Cheese is made up of proteins and fat from milk, usually coming from cows, buffalo, goats, or sheep. Cheese is produced by coagulation (changing from a liquid to a thickenend mass- curdle) of the milk protein casein (a phosphoprotein that makes up 80% of proteins in cow milk and cheese, many products contain casein- if so it is not a vegan product). In most cases, milk is acidified and addition of the enzyme rennet causes coagulation. The solids are separated and pressed into final form.

A step that is required in making cheese is separating milk into solid curds and liquid whey. This is usually accomplished by souring the milk and adding rennet.

Rennet is a natural complex of enzymes produced in the mammalian stomach to digest the mother's milk and it is often used in the production of cheese. The modern method of producing rennet is deep-frozen stomachs are milled and put into an enzyme-extracting solution. Crude rennet extract is then activated by adding acid. Enzymes in the stomach are produced in an inactive form and are activated by the stomach acid. (makes you want to reconsider that slice of cheesecake doesn't it?!).

Since there has been a decrease in available proper stomachs for the production of rennet in recent years, alternative methods of producing rennet have been put into place including vegetable rennet, microbial rennet and genetically engineered rennet. Due to some inconsistencies and flaws in vegetable and microbial rennet, the most often used rennet currently is the genetically altered rennet.

Due to the development of genetic engineering, it became possible to use cow genes to modify some bacteria, fungi or yeasts in order to make them produce chymosin(also called rennin, this is produced by the cow, in the lining of fourth, final, chamber of its stomach). Chymosin was the first artificially produced enzyme to be allowed by the U.S. Food and Drug Administration. In 1999, about 60% of U.S. hard cheese was made with genetically engineered chymosin and has up to 80% of the global market share for rennet. By 2008, roughly 80 - 90% of commercial cheeses made in the U.S. were produced using GMO-based rennet.

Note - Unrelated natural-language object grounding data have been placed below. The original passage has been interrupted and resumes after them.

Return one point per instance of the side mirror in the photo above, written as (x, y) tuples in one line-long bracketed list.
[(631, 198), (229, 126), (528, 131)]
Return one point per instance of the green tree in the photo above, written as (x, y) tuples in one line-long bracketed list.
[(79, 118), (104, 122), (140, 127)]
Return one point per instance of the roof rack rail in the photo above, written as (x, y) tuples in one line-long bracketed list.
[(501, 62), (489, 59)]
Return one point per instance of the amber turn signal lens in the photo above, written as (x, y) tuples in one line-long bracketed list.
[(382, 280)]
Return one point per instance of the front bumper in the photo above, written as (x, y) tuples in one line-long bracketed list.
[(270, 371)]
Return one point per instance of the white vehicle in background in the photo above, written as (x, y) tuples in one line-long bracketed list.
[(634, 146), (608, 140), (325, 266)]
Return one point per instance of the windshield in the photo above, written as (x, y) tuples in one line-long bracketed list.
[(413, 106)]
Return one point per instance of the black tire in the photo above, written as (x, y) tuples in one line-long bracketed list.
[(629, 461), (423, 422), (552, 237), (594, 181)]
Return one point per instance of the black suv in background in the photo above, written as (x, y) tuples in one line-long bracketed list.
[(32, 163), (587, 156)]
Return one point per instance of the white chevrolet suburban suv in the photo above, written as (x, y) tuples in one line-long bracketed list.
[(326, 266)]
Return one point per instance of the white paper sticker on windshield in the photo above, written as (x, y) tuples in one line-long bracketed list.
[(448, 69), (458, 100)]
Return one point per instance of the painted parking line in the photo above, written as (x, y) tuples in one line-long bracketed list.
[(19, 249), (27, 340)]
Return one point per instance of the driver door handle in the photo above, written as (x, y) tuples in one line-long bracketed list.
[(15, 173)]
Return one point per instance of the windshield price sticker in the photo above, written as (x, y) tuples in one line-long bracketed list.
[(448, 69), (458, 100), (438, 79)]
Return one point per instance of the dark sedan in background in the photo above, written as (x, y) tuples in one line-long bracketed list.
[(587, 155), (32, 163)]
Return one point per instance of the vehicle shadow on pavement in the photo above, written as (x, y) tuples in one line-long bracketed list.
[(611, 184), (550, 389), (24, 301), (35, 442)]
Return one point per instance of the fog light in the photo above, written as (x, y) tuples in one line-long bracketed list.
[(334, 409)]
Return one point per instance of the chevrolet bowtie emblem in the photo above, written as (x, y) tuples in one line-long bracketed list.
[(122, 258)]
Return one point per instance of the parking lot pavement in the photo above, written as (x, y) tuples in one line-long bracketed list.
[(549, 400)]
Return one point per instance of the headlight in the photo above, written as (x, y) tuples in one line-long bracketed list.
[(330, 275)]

Now, to address cheddar cheese more specifically for Shay:

Cheddar Cheese: After heating, the curd is kneaded with salt and is then cut into cubes to drain the whey, then stacked and turned. The curds and whey are then separated using rennet.

So, based on the above information, it is safe to say that the use of rennet is a required step in cheese production. I had no idea all that was involved in making cheese (and this is just the summarized version). As I said in an earlier post, I probably wouldn't have struggled as much with giving it up had I researched all this information. I realize that oftentimes we don't take the time to really learn about what we put into our bodies because we tend to go along with what we were taught and what is status quo.

However, as I began my journey and started digging deeper, I now know how important it is to be knowledgeable about the food choices we make. I know that everyone is not going to be vegan, but I thoroughly believe in this lifestyle and want to be a vessel to shed light on the accessibility veganism. This is why I choose to bring you this type of information so you can make educated choices in the event you aren't seeking it out for yourself. My plight is to help take some of the legwork out for you! :-) So, I hope I have shed some light on cheese for you. There are great alternatives like Daiya that exist- no calf stomachs required!

Thanks for your question Shay! Please keep them coming- this goes for everyone!